We are always on the lookout for great sounding small violas and this English instrument from the late 18th century is particularly successful. A broad and bold model made in the circle of Richard Duke, it has a rich and powerful tone.

This viola bears the Hill number P481, and the Hill records reveal that it was bought and sold by them in 1947 as “Duke School”. To my eye it looks more closely related to Banks, but either way it’s a late 18th century English instument of some quality. While the back length is standard for the time (39.5cm) it’s unusually broad, and with deep ribs up to 35mm the volume of air is significant.

This is a finely made instrument – the scroll is very precise and symmetrical, the edges are generous, the wood is first class and the varnish is a very attractive golden brown.

The condition is pretty good – the table has 3 repaired cracks below the f-holes and 2 wing cracks but no post crack or patch, the back has some restoration below the button and a small repaired crack upper right.

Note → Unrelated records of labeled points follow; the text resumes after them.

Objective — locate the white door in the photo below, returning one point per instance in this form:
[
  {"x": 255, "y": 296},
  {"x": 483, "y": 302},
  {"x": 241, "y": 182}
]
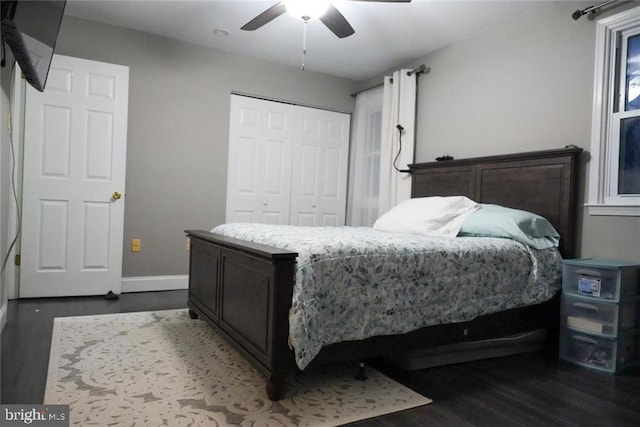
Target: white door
[
  {"x": 75, "y": 137},
  {"x": 320, "y": 162},
  {"x": 260, "y": 141}
]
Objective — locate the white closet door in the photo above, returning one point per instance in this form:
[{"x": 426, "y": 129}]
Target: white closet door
[
  {"x": 260, "y": 147},
  {"x": 320, "y": 161}
]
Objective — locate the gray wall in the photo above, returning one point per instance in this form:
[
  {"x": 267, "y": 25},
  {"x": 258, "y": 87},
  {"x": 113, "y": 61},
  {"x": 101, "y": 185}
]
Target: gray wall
[
  {"x": 178, "y": 130},
  {"x": 5, "y": 175},
  {"x": 520, "y": 86}
]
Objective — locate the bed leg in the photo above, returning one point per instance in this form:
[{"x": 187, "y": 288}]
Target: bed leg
[
  {"x": 361, "y": 375},
  {"x": 276, "y": 387}
]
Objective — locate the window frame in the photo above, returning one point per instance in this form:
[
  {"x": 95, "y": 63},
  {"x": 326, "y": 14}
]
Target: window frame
[{"x": 603, "y": 198}]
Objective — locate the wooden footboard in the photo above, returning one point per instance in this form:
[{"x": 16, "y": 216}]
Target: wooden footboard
[{"x": 244, "y": 292}]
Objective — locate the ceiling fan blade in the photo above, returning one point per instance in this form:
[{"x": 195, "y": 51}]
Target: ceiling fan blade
[
  {"x": 337, "y": 23},
  {"x": 265, "y": 17}
]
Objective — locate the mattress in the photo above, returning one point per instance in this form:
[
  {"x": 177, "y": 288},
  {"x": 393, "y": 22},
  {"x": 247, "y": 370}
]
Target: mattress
[{"x": 353, "y": 283}]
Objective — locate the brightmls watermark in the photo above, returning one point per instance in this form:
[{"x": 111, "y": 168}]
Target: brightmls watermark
[{"x": 36, "y": 415}]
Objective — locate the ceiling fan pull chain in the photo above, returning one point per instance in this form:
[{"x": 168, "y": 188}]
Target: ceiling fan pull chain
[{"x": 304, "y": 43}]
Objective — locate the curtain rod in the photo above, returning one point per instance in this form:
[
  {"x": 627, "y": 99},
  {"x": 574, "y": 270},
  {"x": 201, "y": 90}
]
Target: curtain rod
[
  {"x": 591, "y": 11},
  {"x": 422, "y": 69}
]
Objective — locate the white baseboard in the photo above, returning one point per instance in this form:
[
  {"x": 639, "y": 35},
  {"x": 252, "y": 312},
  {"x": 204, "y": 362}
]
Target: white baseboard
[
  {"x": 3, "y": 316},
  {"x": 154, "y": 283}
]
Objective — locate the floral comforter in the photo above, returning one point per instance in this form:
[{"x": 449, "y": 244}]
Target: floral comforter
[{"x": 356, "y": 282}]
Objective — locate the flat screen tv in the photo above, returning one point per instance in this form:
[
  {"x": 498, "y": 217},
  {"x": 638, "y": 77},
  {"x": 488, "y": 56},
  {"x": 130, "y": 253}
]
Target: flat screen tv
[{"x": 30, "y": 28}]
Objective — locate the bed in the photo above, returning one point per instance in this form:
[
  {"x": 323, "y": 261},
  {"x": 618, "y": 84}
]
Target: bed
[{"x": 245, "y": 290}]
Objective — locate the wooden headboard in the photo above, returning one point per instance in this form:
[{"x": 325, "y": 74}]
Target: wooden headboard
[{"x": 542, "y": 182}]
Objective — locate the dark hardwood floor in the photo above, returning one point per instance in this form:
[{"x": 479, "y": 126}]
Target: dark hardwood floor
[{"x": 526, "y": 390}]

We see a lot of small English violas from this time period, and it’s clear that makers were putting a lot of thought into the great “viola question” ie. how to make an instrument that’s easy to play yet which spans the tonal gap between the violin and the cello.

Making the instrument broader rather than longer is an elegant solution, as with the right tension strings you can still get a big viola sound with a manageable string length.

This is a lovely instrument to play, very responsive, smooth and rich – lots of satisfying resonance under the chin with a nice crunch to the note.

Just a very well conceived instrument that would stand up to scrutiny in a demanding professional environment, and ideal for an accomplished player who needs to scale down!